= Thomas Hornor (surveyor) =

English land surveyor, artist and inventor

Thomas Hornor (1785–1844) was an English land surveyor, artist, and inventor.

Born on 12 June 1785 into the Quaker family of a grocer in Hull, Hornor (sometimes spelled Horner) learned surveying and engineering from his brother-in-law. Soon after 1800 he surveyed the Free Grammar School in Manchester, and was settled in London by 1807. He lived in Kentish Town, Chancery Lane, and then Church Court, Inner Temple, whence he undertook valuations as well as surveys and levelling of canals and drains. He produced a huge plan of Clerkenwell (1808 and 1813), and advocated a decorative style for 'picturesque landscape gardening' and 'panoramic chorometry' for drawing out estate plans, as described in 'Description of an Improved Method of Delineating Estates' (1813).

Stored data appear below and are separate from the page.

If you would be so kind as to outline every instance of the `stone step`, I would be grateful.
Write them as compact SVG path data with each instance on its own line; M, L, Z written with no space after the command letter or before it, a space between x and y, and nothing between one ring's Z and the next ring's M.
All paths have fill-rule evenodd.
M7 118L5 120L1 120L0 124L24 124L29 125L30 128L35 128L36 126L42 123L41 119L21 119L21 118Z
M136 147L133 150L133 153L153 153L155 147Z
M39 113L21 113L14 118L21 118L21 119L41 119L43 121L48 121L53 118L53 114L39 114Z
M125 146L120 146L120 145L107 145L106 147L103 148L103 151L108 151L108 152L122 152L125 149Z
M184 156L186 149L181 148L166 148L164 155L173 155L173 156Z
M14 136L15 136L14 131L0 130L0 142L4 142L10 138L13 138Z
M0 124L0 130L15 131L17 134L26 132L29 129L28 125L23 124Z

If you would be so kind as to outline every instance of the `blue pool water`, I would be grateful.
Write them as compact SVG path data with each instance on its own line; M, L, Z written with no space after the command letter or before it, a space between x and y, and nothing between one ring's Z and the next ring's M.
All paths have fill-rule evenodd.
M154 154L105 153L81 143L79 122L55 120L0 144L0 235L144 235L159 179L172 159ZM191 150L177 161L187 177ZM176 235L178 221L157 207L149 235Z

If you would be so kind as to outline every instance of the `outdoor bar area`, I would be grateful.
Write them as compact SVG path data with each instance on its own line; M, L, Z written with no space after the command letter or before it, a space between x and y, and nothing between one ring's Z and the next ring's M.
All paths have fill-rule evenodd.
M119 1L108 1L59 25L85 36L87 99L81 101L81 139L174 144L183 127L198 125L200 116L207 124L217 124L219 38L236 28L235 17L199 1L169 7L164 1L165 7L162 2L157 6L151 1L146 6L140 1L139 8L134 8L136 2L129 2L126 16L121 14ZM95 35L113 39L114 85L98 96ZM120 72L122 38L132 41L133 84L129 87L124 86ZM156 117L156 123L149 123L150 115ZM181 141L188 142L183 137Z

In 1814 Hornor was advertising himself in S Wales as a ‘Pictural Delineator of Estates’ and soliciting commissions for the summer. He was successful and became wealthy producing bound portfolio volumes of plans, panoramas, watercolour paintings, all linked by exquisite copperplate handwritten accounts of tours in the area, for at least nine wealthy families with whom he appears to have mixed as an equal; at least one still bears the price, 500 guineas. The paintings have sometimes been broken out from the original volumes and are interesting from topographic (especially the Neath and Taff valleys, and Glamorgan coast), historic (e.g. tin works around Neath; iron works at Merthyr Tydfil), technical (demonstrating the use of his camera obscura; use of fold-outs), and artistic (the same scene is often worked up in different ways) points of view. He has been noted as having had a penchant for painting moonlit scenes, and he also painted inside the Porth-yr-Ogof cave, whereas other artists painted only from outside.

By 1820, he was in London again and began a project to depict the view of London from the dome of St Paul's Cathedral. Initial plans to sell panoramic views came to nothing but an elaborate scheme to create a 360 degree panorama on the inside of a dome of the Colosseum, specially built in Regents Park (and resembling the Roman Pantheon rather than the Colosseum), came to fruition but at such expense that his principal backer, Rowland Stephenson MP, had to flee to America in 1828, soon followed by Hornor. The Colosseum included a device to take "the visitor who pays an extra price" to a suitably elevated viewpoint: Hornor had designed the first passenger lift in England.

Hornor lived in New York from 1829 until his death, in penury, in 1844. The Colosseum was demolished in 1874.